Fancy making your own bread for French toast? Give my Sourdough Recipe for Beginners a try! For an equally celebratory, but less eggy breakfast treat, try these Belgian waffles. It’s another topping free-for-all! I constantly find myself persevering to finish a sourdough loaf. I will eat sourdough toast until my teeth shatter. I will crumb stale slices until the freezer is full. I will cast croutons into soup well beyond soup weather.  Until now. Sourdough French toast is a revelation that has changed my life. OK, a bit of an overstatement, but it is a big deal!

What is French toast?

Despite its obviously French title, the first French toast recorded was, in fact, in Rome. The French adopted it as ‘Roman Bread’ and eventually renamed it pain perdu, as it’s known there today. The exact translation is ‘lost bread’, alluding to the idea that the bread is stale, or worthless.  And that is what makes your never-ending sourdough loaf the ideal bread for a French toast recipe. As fresh bread is moist and bouncy, adding it to egg turns it to mush and on frying it pure disintegrates into little eggy islands in butter. Yuck. A firm and stale sourdough will hold the egg and its shape resulting in a deliciously sweet or savoury mouthful. Beautifully golden French toast can be achieved with other breads or other bread products, like stale brioche or crumpets. But for me, sourdough is the answer to my stale bread prayers. 

How to make it

The main skill required for making French toast is the art of multi-tasking. Once you have your bread sliced, egg mixture mixed, crème fraiche swirled with maple syrup and your frying pan hot, it’s focus time. The last thing you want is your first slice of French toast to be cold at the point of eating. So, get organised. Decide whether you are going to plate up and garnish yourself, or if you’re going family-style with the crème fraiche, fruit and extra maple syrup on the table. Then set up your production line: bread, egg, pan, plate. Let’s do a walk through: one slice of bread goes in the egg. It soaks for one minute on one side and then flip for up to two or three depending on the thickness of the slice and just how stake it is! The egg-soaked slice goes into the hot butter in the frying pan. And you go back to the start (bread in the egg). Keep an eye on the slice in the pan. When it is a tempting golden brown, flip it. A treacle-tinted, crispy edged toast is what’s desired. Move the first slice to a plate, the second to the pan, and the third to the egg mix.   If you have loads of hungry folk to feed, pre-heat your oven to 170F/80C and stash the cooked ones in there. 

Recipe variations

There is a danger of over ambition here.

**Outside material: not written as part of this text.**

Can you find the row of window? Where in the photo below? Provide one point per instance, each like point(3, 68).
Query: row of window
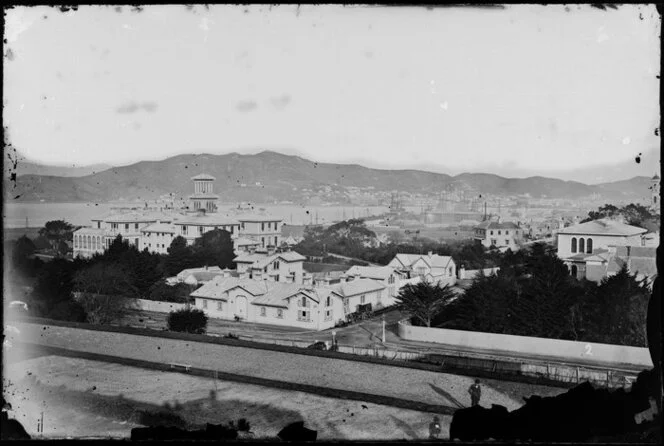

A towering edifice of banana, peanut butter, chocolate sauce, whipped cream, sliced strawberries, sprinkles and a cherry on top is going to result in more than a little discomfort and a filling.  So, my formula for a restrained yet satisfying French toast topping is: a hero, or star of the show, in this case maple crème fraiche. The love interest, I’ve employed red berries. And a sidekick; an extra dousing of maple syrup. Nominees for each category are: Hero: breakfast meats, like bacon or sausage; soft cheeses like ricotta; or cream; or ice cream. Love interest: fresh fruits, or spreads like hazelnut chocolate; cookie spread; jam etc. Sidekick: syrups; sauces; or extras like chopped nuts; sprinkles; or chocolate chips.

Storage and leftovers

As if you needed any excuse- it all has to go! Leftover cold eggy bread is not a good thing. Don’t spoil it for yourself. Get it while it’s hot!